Beneath The Headline
The latest data on retail sales helped the U.S. stock market pull further away from the brink of a bear market. Last week, the S&P 500 closed more than 18% below its all-time high, while on an intraday basis, it fell 19.6% below its highs. Many market participants consider a drop of 20% or more a bear market.
Following its rally on Tuesday, the index is a more comfortable 15% below its highs, though it’s very much still in correction territory, with worries about inflation, interest rates and geopolitics front and center.
At least for now, an imminent recession is not something investors have to worry about. The latest government data showed broad-based strength in retail sales, suggesting consumers are weathering higher prices just fine.
Year-over-year growth in April was 19.8% for restaurants, 8% for clothing stores, 0.8% for furniture stores and 12.7% for nonstore retailers (mostly e-commerce).
ETF Implications
The strength in retail sales gives the Federal Reserve room to hike rates without necessarily pushing the economy into a recession.
That’s encouraging news for the economy at large and stocks in general, and is why broad market ETFs like the SPDR S&P 500 ETF Trust (SPY) and the Invesco QQQ Trust (QQQ) rose on Tuesday.
It was also great news for narrower ETFs focused on retailers specifically.
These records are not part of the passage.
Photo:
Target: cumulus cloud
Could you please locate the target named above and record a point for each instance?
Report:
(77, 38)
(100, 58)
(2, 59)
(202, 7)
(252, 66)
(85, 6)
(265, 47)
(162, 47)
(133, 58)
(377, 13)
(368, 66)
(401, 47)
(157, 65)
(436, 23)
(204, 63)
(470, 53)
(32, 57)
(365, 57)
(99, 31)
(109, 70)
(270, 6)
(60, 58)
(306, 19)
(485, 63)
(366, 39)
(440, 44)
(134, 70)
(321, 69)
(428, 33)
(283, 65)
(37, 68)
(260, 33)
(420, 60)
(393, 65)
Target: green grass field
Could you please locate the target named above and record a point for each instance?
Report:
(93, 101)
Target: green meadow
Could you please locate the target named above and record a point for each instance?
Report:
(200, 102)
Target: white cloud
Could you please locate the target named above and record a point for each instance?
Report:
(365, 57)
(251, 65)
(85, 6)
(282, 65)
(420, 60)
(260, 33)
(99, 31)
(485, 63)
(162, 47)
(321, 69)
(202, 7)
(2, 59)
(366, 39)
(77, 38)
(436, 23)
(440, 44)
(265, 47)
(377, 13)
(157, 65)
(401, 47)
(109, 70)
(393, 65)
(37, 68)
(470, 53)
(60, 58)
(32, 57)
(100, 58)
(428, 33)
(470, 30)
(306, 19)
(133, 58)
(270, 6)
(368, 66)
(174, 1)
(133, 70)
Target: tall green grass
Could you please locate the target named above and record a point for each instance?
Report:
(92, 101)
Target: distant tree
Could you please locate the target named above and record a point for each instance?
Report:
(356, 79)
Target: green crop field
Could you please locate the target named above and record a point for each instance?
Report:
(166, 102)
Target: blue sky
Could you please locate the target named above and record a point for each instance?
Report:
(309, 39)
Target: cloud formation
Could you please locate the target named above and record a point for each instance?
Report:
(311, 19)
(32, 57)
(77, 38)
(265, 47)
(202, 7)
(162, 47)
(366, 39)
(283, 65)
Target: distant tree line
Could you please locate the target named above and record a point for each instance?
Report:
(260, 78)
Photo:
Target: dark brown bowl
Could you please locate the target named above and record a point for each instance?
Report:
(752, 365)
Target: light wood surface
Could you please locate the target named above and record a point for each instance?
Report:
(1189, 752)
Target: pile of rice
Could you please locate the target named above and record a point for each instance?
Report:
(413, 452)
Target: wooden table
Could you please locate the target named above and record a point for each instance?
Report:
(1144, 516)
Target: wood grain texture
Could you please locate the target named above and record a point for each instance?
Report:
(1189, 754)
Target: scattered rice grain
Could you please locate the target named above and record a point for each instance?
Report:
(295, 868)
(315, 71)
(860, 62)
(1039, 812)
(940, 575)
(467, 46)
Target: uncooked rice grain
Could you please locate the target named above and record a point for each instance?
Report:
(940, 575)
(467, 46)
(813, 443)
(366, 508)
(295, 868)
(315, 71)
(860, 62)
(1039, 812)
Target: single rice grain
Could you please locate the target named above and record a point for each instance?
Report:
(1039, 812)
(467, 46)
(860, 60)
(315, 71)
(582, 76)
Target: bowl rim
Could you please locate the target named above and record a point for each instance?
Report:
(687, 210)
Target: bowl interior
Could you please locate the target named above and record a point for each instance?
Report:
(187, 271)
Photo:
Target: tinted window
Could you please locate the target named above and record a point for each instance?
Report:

The three-biggest retail-focused ETFs—the SPDR S&P Retail ETF (XRT), the ProShares Online Retail ETF (ONLN) and the Amplify Online Retail ETF (IBUY)—gained 2.2%, 4.6% and 3.7%, respectively.
On the other hand, the fourth-largest ETF in the category—the VanEck Retail ETF (RTH)—underperformed, with a 0.17% loss.
In contrast to IBUY and ONLN’s focus on e-commerce, and RTH’s spread-out, equal-weighted portfolio, RTH holds a concentrated basket of 25 mostly brick-and-mortar retailers.
On Tuesday, its third-largest holding—Walmart—was hammered after announcing weaker-than-expected profits. The company said that high inflation would pressure its margins, causing the stock to fall by 11.4%, its worst single-day decline in 35 years.